O Reino Vermelho
15 Só precisamos que ele não morra
Uma semana depois.
Arya
Passamos essa última semana treinando como loucos e ensinando coisas sobre os demônios a Damon, para que ele estivesse mais preparado quando enfrentássemos outros.
Ele cumpriu a promessa de acabar comigo nos treinamentos. Nesse exato momento estou coberta por hematomas roxos em grande maioria causados por ele, já que Aspen lutava mais com ele do que comigo.
Me olho no espelho, jogo água no rosto. Não dormi bem essa semana, as olheiras embaixo de meus olhos estão pretas.

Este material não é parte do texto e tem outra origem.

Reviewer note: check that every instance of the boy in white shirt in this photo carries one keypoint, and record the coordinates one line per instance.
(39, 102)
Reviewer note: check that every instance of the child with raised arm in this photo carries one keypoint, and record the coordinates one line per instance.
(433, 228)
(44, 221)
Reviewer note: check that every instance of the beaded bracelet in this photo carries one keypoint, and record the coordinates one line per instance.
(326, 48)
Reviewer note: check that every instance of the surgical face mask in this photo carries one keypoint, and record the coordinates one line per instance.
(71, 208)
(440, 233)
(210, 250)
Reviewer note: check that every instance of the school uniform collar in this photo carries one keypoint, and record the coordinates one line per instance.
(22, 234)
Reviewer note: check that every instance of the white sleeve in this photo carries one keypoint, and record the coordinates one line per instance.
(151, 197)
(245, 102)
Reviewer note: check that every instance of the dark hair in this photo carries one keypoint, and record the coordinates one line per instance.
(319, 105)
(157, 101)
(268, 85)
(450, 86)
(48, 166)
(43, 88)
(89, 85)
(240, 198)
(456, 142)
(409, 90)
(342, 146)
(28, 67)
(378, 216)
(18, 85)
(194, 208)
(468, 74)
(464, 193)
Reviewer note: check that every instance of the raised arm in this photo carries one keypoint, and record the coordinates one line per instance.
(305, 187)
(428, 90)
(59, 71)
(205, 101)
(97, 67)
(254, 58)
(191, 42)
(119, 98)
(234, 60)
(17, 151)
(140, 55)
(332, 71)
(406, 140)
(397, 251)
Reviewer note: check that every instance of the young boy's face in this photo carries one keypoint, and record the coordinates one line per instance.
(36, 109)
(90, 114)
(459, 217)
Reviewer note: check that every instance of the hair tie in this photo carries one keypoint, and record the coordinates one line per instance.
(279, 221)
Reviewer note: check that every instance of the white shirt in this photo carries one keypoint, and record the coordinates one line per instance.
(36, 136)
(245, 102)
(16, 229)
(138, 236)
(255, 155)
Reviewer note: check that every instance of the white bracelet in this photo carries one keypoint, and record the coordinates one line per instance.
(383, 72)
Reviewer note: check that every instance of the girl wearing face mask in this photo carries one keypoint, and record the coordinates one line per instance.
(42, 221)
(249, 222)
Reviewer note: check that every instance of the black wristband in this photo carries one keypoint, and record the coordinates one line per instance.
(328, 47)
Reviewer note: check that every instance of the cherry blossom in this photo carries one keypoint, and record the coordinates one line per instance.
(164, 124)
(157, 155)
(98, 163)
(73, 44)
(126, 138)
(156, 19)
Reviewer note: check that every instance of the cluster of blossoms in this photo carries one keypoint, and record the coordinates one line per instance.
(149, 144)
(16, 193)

Ouço batidas na porta do meu quarto. Abro-as e Aspen entra.
—Ah, pode entrar sim, sem problemas. –Digo irônica e ele me mostra o dedo do meio.
—Vamos? –Pergunta
—Sim, mas vou chamar Damon.
Ele rola os olhos.
Bato em sua porta e lá dentro ele grita um entra abafado.
Não o vejo na parte do quarto até que ele abre a porta do banheiro com o rosto coberto por creme de barbear.
—Que foi? –Me pergunta enquanto passa a gilete.
—Damon ainda está meio estranho comigo, não tanto quanto antes, mas ainda está.
—Eu e Aspen estamos indo buscar aquela alma que fiquei devendo ao Descaltrin, só queria saber se você não queria ir com a gente...
Ele termina a barba e sai do banheiro limpando o rosto.
—Ãhn, não obrigado. –Responde.
Coloco minhas mãos nos bolsos de trás.
—Tá.
Saio do quarto e encontro Aspen nos portões do Palácio para sairmos.
—Ele não quis vir?
—Não. –Respondo.
—Por que?
—Não sei...
Entramos num portal qualquer e saímos numa cidade que eu não conheço.
Rodamos a cidade até que Aspen encontrou um homem vagabundo e drogado num beco. Ele deu um soco no cara para fazê-lo desmaiar.
Levamos ele para o Mundo das Sombras.
—Descaltrin! Nax inyvoc bukz! ( Descaltrin! Eu invoco você! )
Um buraco se abre e dele saem uma fumaça com um cheiro horrível e a nossa amada caveira.
—Catho bdju vapae! (Até que enfim!)—Descaltrin diz.
—Fadinior kapul vik alx. ( Aqui está sua alma. ) –Aspen apresenta o drogado ao Descaltrin.
O demônio faz uma cara de nojo.
—Bdju alx wixplu. (Que alma podre.) –Critica.
—Nax nak bdju rayo e alx jija bukz, pa hur had naid wixplu, naid flapyrein. (Eu disse que traria uma alma pra você, se é ou não podre, não importa.) –Me defendo e o ele grunhi.
—Agnopy! (Ótimo!)
O Descaltrin pega a alma dele e vai embora.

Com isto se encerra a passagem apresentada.